Given those problems, the fact that SmartClicks is free makes placing ads if not a positive boon at least a low-risk proposition. But then there’s the flip side: people who do believe in the effectiveness of banners may disdain ad exchanges on a you-get-what-you-pay-for principle. “I don’t think banner exchanges are very good,” says Jonathan Mizel, publisher of the on-line marketing newsletter Cyberwave.com. Although Mizel is a SmartAge customer and has used its SmartClicks exchange, he prefers to pay for ad placements because sites that sell space also guarantee viewers. “Banner exchanges are a great place to test your banner, but when you roll out a campaign, you’re better off purchasing ads directly,” he says.

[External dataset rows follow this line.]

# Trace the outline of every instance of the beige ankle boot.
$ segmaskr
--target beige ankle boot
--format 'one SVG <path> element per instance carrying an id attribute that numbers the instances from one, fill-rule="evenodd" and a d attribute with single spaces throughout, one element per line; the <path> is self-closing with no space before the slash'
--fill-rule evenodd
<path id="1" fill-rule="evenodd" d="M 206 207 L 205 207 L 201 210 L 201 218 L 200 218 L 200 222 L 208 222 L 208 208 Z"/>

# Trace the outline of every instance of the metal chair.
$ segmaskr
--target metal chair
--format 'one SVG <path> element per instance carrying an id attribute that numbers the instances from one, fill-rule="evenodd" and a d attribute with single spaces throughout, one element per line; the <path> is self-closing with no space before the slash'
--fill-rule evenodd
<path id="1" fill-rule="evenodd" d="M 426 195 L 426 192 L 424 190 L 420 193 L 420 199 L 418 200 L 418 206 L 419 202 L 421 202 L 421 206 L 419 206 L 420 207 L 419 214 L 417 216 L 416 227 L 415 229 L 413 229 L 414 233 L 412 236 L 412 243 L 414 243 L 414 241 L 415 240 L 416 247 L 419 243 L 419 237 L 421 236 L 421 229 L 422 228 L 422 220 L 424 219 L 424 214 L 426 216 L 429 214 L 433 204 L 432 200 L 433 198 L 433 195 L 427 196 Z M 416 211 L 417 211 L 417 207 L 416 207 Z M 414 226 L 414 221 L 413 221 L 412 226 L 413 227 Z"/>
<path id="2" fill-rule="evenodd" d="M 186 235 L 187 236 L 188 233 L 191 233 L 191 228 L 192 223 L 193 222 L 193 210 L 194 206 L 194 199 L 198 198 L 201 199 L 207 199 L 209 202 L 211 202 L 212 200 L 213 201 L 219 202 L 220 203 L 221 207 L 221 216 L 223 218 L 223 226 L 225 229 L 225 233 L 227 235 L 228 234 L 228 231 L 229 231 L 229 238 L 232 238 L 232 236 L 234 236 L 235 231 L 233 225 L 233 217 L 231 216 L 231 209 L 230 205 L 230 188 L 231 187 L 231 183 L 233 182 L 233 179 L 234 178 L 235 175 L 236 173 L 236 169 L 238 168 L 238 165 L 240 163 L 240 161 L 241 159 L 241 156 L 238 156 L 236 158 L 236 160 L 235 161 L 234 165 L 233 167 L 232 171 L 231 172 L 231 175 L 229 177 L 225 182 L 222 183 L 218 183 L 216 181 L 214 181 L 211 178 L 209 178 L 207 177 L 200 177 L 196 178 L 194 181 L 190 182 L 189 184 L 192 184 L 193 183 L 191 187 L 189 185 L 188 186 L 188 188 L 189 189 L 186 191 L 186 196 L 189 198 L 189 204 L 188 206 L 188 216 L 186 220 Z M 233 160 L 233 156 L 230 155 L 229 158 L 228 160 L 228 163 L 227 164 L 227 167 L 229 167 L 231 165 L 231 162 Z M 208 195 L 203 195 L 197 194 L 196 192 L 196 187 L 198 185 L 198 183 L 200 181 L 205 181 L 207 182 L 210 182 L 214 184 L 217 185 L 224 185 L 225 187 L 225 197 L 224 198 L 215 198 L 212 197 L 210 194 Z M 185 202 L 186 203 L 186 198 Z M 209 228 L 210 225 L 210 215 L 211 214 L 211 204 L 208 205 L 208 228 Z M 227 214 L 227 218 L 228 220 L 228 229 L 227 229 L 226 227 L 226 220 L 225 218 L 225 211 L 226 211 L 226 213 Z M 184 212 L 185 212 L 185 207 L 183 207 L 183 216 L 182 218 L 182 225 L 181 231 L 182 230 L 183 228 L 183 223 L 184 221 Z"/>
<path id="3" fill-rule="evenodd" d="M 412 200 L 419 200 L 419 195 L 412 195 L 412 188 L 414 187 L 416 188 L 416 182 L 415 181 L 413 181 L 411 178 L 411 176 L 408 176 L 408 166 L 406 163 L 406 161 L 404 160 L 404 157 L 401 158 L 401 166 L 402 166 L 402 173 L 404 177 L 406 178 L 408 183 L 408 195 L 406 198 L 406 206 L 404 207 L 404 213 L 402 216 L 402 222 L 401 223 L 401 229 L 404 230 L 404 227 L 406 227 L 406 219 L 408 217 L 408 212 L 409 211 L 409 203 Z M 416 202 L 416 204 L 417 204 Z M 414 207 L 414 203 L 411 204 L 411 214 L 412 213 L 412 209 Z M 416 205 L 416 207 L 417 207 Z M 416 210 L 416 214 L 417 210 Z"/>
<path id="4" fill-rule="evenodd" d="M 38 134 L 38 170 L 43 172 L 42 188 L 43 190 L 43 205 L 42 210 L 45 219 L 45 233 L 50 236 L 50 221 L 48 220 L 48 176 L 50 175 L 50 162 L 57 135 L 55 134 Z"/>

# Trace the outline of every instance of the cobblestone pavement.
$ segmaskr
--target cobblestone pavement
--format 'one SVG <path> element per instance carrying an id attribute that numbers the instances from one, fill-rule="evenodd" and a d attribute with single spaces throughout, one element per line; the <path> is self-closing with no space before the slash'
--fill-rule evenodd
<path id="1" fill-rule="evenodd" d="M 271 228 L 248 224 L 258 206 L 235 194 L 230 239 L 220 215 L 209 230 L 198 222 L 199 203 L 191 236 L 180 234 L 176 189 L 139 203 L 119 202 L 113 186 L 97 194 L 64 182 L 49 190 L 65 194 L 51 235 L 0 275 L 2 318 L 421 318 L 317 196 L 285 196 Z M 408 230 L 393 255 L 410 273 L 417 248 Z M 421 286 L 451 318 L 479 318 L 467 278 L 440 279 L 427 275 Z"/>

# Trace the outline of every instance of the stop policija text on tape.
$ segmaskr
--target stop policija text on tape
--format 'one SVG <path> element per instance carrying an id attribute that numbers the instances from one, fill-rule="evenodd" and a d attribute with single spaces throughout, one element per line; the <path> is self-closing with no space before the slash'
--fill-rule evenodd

Although Cerf is a believer in free exchange, he recognizes that Mizel’s sentiments may be widespread. He argues that SmartAge can help banner ads “develop into a profitable medium” but says it “still remains to be seen whether the business model matches the behavior of users and companies seeking a Web presence.” With that in mind, SmartAge is hedging its bets by selling banner packages that promise to deliver a minimum number of eyeballs to advertisers.
For those who prefer the free road, success in a banner exchange boils down to three rules: make sure your ad is engaging, swap with sites that complement your business, and don’t expect the moon.

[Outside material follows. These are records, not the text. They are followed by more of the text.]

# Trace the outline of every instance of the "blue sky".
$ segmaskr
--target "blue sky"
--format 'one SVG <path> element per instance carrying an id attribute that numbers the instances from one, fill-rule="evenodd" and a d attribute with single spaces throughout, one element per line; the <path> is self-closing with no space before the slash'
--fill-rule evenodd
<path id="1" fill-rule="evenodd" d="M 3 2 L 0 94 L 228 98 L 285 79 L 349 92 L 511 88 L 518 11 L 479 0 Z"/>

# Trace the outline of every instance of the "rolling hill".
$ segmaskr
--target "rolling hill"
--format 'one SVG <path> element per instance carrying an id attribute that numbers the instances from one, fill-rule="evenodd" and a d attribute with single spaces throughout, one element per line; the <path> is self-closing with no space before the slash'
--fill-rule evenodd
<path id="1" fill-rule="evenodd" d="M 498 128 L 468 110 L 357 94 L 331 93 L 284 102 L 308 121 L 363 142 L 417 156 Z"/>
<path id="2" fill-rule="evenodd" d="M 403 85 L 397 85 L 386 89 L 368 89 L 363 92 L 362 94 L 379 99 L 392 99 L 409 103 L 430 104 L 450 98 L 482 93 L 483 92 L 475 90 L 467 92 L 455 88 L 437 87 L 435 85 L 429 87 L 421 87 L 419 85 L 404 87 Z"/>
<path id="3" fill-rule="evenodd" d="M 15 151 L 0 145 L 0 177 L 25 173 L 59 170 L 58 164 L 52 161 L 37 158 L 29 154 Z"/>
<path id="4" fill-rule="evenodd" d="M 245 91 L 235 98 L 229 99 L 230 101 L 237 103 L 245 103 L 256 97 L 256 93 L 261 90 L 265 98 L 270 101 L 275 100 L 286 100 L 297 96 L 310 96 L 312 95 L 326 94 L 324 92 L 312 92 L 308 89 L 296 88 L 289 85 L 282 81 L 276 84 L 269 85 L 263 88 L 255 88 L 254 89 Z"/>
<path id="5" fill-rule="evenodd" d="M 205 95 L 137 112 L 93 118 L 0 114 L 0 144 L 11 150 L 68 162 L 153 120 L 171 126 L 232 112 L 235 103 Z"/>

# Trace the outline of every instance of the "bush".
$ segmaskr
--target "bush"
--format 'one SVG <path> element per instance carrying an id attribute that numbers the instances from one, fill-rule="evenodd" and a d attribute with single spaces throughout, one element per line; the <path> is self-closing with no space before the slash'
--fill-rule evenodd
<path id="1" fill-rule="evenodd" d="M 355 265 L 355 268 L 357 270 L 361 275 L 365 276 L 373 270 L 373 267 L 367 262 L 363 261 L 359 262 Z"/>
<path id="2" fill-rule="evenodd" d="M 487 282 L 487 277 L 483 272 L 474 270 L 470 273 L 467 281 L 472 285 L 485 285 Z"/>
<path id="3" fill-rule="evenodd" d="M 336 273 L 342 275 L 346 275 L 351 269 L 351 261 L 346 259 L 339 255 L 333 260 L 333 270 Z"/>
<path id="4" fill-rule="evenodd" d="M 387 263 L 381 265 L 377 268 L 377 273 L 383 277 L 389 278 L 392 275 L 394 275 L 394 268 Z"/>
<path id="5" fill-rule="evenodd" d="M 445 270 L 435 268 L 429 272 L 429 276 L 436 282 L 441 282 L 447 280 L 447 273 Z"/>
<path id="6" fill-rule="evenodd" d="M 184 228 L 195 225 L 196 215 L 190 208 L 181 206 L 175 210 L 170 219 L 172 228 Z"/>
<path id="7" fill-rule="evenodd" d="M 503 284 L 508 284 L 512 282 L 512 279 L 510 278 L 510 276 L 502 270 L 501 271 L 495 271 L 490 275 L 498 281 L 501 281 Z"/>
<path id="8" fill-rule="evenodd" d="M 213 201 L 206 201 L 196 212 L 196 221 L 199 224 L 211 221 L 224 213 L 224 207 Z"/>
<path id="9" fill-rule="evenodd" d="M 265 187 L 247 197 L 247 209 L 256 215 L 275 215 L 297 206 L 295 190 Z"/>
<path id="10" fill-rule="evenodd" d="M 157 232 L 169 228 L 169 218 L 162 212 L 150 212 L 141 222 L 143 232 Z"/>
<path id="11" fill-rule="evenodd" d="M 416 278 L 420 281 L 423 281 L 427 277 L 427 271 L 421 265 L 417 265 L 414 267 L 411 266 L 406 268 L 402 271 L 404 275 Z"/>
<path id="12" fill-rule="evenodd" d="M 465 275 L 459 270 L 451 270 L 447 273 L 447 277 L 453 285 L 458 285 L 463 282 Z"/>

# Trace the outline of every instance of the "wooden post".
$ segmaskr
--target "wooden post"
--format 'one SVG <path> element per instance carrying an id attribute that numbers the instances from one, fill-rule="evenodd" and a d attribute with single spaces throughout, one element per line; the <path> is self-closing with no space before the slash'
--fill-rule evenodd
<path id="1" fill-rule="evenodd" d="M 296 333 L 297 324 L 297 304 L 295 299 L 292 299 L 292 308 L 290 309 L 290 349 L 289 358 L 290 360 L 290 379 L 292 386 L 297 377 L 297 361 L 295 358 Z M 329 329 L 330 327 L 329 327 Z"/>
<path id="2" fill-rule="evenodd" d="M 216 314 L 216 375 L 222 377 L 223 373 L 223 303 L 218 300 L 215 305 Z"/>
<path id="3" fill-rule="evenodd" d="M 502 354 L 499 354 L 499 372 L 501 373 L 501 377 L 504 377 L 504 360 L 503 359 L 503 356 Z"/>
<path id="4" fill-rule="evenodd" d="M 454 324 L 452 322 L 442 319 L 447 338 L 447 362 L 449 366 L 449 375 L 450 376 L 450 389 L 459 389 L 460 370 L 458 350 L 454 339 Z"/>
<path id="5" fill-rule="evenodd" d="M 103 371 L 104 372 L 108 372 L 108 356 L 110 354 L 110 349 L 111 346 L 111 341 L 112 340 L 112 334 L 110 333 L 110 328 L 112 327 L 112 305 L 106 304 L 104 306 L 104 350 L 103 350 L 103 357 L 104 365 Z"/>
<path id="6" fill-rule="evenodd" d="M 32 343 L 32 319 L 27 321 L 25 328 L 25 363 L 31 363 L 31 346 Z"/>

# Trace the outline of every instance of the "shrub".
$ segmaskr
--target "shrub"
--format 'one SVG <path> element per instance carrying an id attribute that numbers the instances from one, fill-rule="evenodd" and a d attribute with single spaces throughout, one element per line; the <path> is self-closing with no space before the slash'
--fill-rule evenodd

That approach has worked for Deborah Edlhuber, owner of Prairie Frontier, in Waukesha, Wis., which sells wildflower and prairie-grass seed. Edlhuber erected a Web site a year and a half ago, chiefly as a marketing vehicle. Last May she contracted with SmartAge competitor LinkExchange to place her self-created ad on several dozen gardening and photographic sites. Today www.prairiefrontier.com attracts up to 1,700 hits a day, many from visitors clicking over from Edlhuber’s LinkExchange partners. “They definitely bring people to my site, and I can track the click-throughs,” she says. “But it’s still hard to say how much business I get from them.”

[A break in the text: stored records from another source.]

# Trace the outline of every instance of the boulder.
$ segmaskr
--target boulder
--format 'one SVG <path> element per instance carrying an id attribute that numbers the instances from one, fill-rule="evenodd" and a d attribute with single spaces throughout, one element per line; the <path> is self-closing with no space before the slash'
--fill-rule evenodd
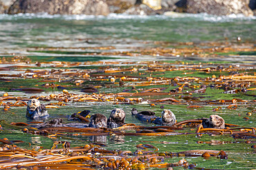
<path id="1" fill-rule="evenodd" d="M 15 0 L 0 0 L 0 14 L 6 13 Z"/>
<path id="2" fill-rule="evenodd" d="M 8 14 L 42 13 L 49 14 L 107 15 L 104 0 L 17 0 Z"/>
<path id="3" fill-rule="evenodd" d="M 249 0 L 181 0 L 176 3 L 176 12 L 188 13 L 205 12 L 214 15 L 242 14 L 253 16 L 248 7 Z"/>
<path id="4" fill-rule="evenodd" d="M 111 0 L 107 1 L 110 13 L 123 13 L 125 11 L 134 6 L 136 0 Z"/>

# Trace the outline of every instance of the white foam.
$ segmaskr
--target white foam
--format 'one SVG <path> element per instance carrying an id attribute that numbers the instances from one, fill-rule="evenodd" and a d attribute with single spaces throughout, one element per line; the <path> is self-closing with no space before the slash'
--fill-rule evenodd
<path id="1" fill-rule="evenodd" d="M 230 14 L 228 16 L 215 16 L 206 13 L 201 14 L 188 14 L 177 12 L 166 12 L 163 15 L 131 15 L 125 14 L 109 14 L 107 16 L 95 16 L 84 14 L 74 15 L 61 15 L 48 14 L 47 13 L 39 14 L 17 14 L 14 15 L 0 14 L 0 19 L 12 20 L 19 19 L 60 19 L 64 20 L 122 20 L 122 19 L 135 19 L 135 20 L 176 20 L 184 19 L 188 20 L 205 21 L 210 22 L 232 22 L 237 20 L 256 20 L 256 16 L 246 17 L 243 14 Z"/>

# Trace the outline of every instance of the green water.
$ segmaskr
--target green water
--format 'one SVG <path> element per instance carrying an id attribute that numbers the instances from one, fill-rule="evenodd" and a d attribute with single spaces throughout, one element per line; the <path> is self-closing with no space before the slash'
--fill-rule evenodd
<path id="1" fill-rule="evenodd" d="M 1 15 L 0 16 L 0 58 L 4 56 L 6 59 L 13 56 L 13 54 L 21 56 L 28 56 L 31 62 L 35 61 L 70 61 L 85 62 L 86 61 L 164 61 L 177 67 L 183 66 L 182 63 L 177 63 L 176 61 L 191 62 L 199 64 L 199 62 L 205 63 L 210 61 L 215 64 L 222 65 L 228 67 L 232 64 L 246 64 L 249 66 L 246 72 L 253 75 L 255 72 L 255 52 L 237 52 L 232 53 L 219 53 L 221 57 L 217 59 L 202 59 L 193 56 L 185 58 L 176 56 L 155 56 L 149 55 L 140 55 L 138 56 L 129 56 L 122 55 L 99 55 L 102 52 L 122 52 L 136 50 L 140 47 L 149 48 L 162 47 L 156 43 L 156 41 L 168 42 L 164 47 L 188 47 L 189 45 L 177 44 L 179 42 L 192 41 L 198 45 L 203 47 L 203 45 L 199 43 L 225 42 L 236 43 L 237 36 L 242 38 L 242 42 L 255 43 L 256 37 L 256 19 L 255 18 L 246 17 L 214 17 L 205 14 L 201 15 L 181 15 L 175 17 L 153 16 L 139 17 L 134 16 L 109 16 L 104 17 L 86 17 L 86 16 L 49 16 L 49 15 Z M 238 44 L 239 45 L 239 44 Z M 99 47 L 113 46 L 113 49 L 100 50 Z M 96 48 L 95 48 L 96 47 Z M 232 56 L 228 56 L 229 54 Z M 237 54 L 239 54 L 237 56 Z M 0 64 L 1 67 L 10 65 Z M 209 65 L 211 65 L 209 64 Z M 41 67 L 35 67 L 32 65 L 32 69 L 58 70 L 51 65 L 42 65 Z M 77 69 L 77 72 L 82 70 L 97 71 L 100 70 L 102 65 L 79 65 L 73 68 Z M 111 67 L 120 67 L 118 63 L 109 65 Z M 129 66 L 129 65 L 128 65 Z M 107 66 L 106 66 L 107 67 Z M 127 65 L 123 67 L 127 67 Z M 208 65 L 205 65 L 209 67 Z M 213 66 L 212 66 L 213 67 Z M 25 72 L 26 68 L 11 68 L 8 71 L 0 70 L 0 74 L 18 74 Z M 183 71 L 173 71 L 153 73 L 140 71 L 142 76 L 146 77 L 152 74 L 154 77 L 173 78 L 175 76 L 185 76 Z M 219 76 L 221 73 L 211 72 L 206 74 L 201 72 L 194 72 L 188 76 L 205 78 L 215 75 Z M 137 73 L 138 74 L 138 73 Z M 228 72 L 222 72 L 221 75 L 229 75 Z M 127 72 L 125 75 L 134 75 Z M 136 74 L 136 76 L 138 76 Z M 40 86 L 46 83 L 39 82 L 38 80 L 30 78 L 19 78 L 15 80 L 11 77 L 5 77 L 10 79 L 9 81 L 1 81 L 0 82 L 0 95 L 4 92 L 8 92 L 9 95 L 14 96 L 26 96 L 28 98 L 33 95 L 48 96 L 52 93 L 62 93 L 62 89 L 57 88 L 45 88 Z M 107 83 L 107 82 L 104 82 Z M 63 82 L 55 82 L 60 85 L 73 85 L 73 80 L 67 80 Z M 83 85 L 90 84 L 98 85 L 102 84 L 100 81 L 86 81 Z M 35 87 L 35 85 L 39 85 L 37 87 L 44 91 L 40 94 L 26 94 L 21 91 L 15 90 L 19 87 Z M 255 87 L 255 83 L 251 83 L 251 87 Z M 167 89 L 165 92 L 176 88 L 172 85 L 160 86 L 143 87 L 148 89 L 151 87 L 164 87 Z M 67 87 L 68 92 L 75 94 L 81 94 L 80 89 Z M 124 89 L 131 89 L 131 87 L 102 87 L 101 92 L 121 92 Z M 243 100 L 255 100 L 255 91 L 248 92 L 246 94 L 223 94 L 222 89 L 210 88 L 206 89 L 203 94 L 194 94 L 193 96 L 199 98 L 201 100 L 231 100 L 232 98 L 241 98 Z M 246 94 L 250 94 L 248 96 Z M 174 96 L 175 98 L 182 95 Z M 182 96 L 181 96 L 182 97 Z M 158 96 L 143 96 L 145 100 L 158 98 Z M 10 100 L 12 101 L 12 100 Z M 12 101 L 13 102 L 13 101 Z M 46 104 L 51 102 L 42 101 Z M 223 117 L 226 123 L 236 124 L 244 127 L 255 127 L 255 113 L 251 116 L 248 116 L 246 113 L 252 111 L 256 108 L 256 103 L 250 103 L 250 105 L 239 103 L 237 109 L 230 110 L 226 109 L 228 104 L 210 105 L 205 104 L 203 107 L 199 109 L 188 109 L 186 105 L 163 104 L 165 108 L 171 109 L 176 115 L 178 122 L 188 119 L 208 118 L 210 114 L 217 114 Z M 111 103 L 69 103 L 68 105 L 62 106 L 57 109 L 48 109 L 51 118 L 62 118 L 65 123 L 67 116 L 84 109 L 89 109 L 91 114 L 101 113 L 109 117 L 111 111 L 115 108 L 122 109 L 126 114 L 126 123 L 134 123 L 137 125 L 152 126 L 149 123 L 143 123 L 131 115 L 131 110 L 136 107 L 138 110 L 152 110 L 156 111 L 157 116 L 161 115 L 162 109 L 161 105 L 151 107 L 148 104 L 134 105 L 113 105 Z M 212 109 L 218 106 L 222 107 L 222 109 L 217 113 L 213 112 Z M 0 107 L 1 119 L 6 120 L 8 123 L 11 122 L 28 123 L 30 120 L 25 117 L 26 107 L 12 107 L 8 111 L 3 111 L 3 106 Z M 239 116 L 239 114 L 241 116 Z M 244 117 L 249 117 L 248 120 L 245 120 Z M 188 128 L 182 132 L 187 131 L 194 133 Z M 45 149 L 50 149 L 53 143 L 57 139 L 51 139 L 41 136 L 24 134 L 19 129 L 12 129 L 10 127 L 4 127 L 0 132 L 0 138 L 8 138 L 9 140 L 21 140 L 24 143 L 18 144 L 19 146 L 33 149 L 37 146 L 42 146 Z M 151 144 L 159 149 L 159 152 L 178 152 L 193 149 L 212 149 L 226 151 L 228 155 L 228 160 L 220 160 L 215 157 L 205 160 L 201 157 L 185 158 L 191 163 L 196 163 L 197 167 L 214 168 L 225 169 L 256 169 L 255 150 L 250 147 L 255 142 L 255 138 L 235 139 L 232 136 L 211 136 L 203 135 L 197 137 L 195 134 L 168 136 L 104 136 L 102 138 L 90 137 L 72 137 L 71 139 L 58 138 L 57 140 L 68 140 L 71 142 L 71 147 L 84 145 L 92 142 L 101 142 L 107 145 L 108 149 L 136 150 L 136 145 L 140 143 Z M 250 144 L 246 143 L 247 140 L 251 140 Z M 203 142 L 199 143 L 198 142 Z M 211 142 L 211 144 L 205 142 Z M 31 143 L 29 147 L 28 142 Z M 175 162 L 182 158 L 172 158 L 165 159 L 165 162 Z M 174 167 L 174 169 L 182 169 L 181 167 Z"/>

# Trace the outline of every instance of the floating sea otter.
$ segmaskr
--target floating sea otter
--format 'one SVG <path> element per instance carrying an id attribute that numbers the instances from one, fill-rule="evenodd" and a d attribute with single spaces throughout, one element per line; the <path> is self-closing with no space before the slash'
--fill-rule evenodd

Christine McCarthy, founder and president of San Francisco start-up Cordpack Inc., has a similarly practical attitude. Her company, which manufactures carrying cases for laptop cords, put up a Web site in June. With only a small budget for the site, McCarthy relies on SmartClicks to advertise. “We get a steady flow of traffic–a few hundred hits a day,” she says. “It keeps up the momentum while I’m caught up in other areas of the business. At least I know I’ve got something out there. And anything we get from them is gravy.”